Conceptually, it just looked so obvious foreach(char c; chars) would iterate over
characters.
And you can go on programming like that (in English) for quite a while without
getting any errors whatsoever.
The moment I finally used a single non ascii char I noticed something going wrong
and had to go back and fix quite a few bugs.
And the worst part is, I wasn't the only one making this mistake.
Well, what I wanted to say was that I at least won't assume the programmer knows
what he's doing only because he adds a type.

I totally agree that putting a cast there is probably not really a solution (or
legal).
Warnings for all non-dchar types.
Is there anybody using foreach(c;chars) || foreach(char c;chars) correctly (which
couldn't be done with ubytes)?



July 18, 2010
On Sunday 18 July 2010 10:59:21 strtr wrote:
> I totally agree that putting a cast there is probably not really a solution
> (or legal).
> Warnings for all non-dchar types.
> Is there anybody using foreach(c;chars) || foreach(char c;chars) correctly
> (which couldn't be done with ubytes)?

As soon as some wants to process code units (for whatever reason) instead of code points, then using char and wchar makes sense. Now, I suppose that you could use ubyte and ushort in such circumstances, but I'm sure that _someone_ will be looking to do it, and (there's a decent chance that phobos does it) I don't think that it would go over very well to give them lots of warnings.

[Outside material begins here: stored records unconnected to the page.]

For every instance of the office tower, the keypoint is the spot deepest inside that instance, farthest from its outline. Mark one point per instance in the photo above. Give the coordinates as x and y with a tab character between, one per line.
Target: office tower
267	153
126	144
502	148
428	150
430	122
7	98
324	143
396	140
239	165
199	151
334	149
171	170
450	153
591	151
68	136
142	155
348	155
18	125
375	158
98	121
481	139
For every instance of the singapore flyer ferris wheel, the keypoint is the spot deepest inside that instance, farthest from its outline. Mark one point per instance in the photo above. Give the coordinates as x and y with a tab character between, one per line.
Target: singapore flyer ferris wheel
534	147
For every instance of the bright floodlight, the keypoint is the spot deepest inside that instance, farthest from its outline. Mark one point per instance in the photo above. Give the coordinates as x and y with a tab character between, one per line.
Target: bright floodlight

The issue, of course, is that the common case is that anything other than dchar in a foreach over string types would be a logic error in your code. D does a lot to make things safer, but I don't think that there are very many cases where things like this are special-cased in order to stop errors. The programmer is expected to have some clue as to what they're doing, and the general trend in D from what I can tell is to not use a type unless you have to, so it would be perfectly normal to expect the programmer to have really meant char or wchar if they put it explicitly.

I don't know. The truth is that on the one hand, programmers _need_ to understand how D deals with strings and unicode, or they _will_ have bugs. There's no getting around that. So, cases where someone who knows what they're doing is likely to screw up on (like forgetting the type on the foreach)  should have warnings associated with them if it's reasonable. However, expecting the compiler to catch each and every instance that a programmer is likely to shoot themself in the foot with unicode and strings is not particularly reasonable. The compiler can't always save the programmer from their own ignorance or stupidity. If anything, that would indicate that making errors _easier_ in code which someone who doesn't understand how D deals with unicode would write would be a good idea.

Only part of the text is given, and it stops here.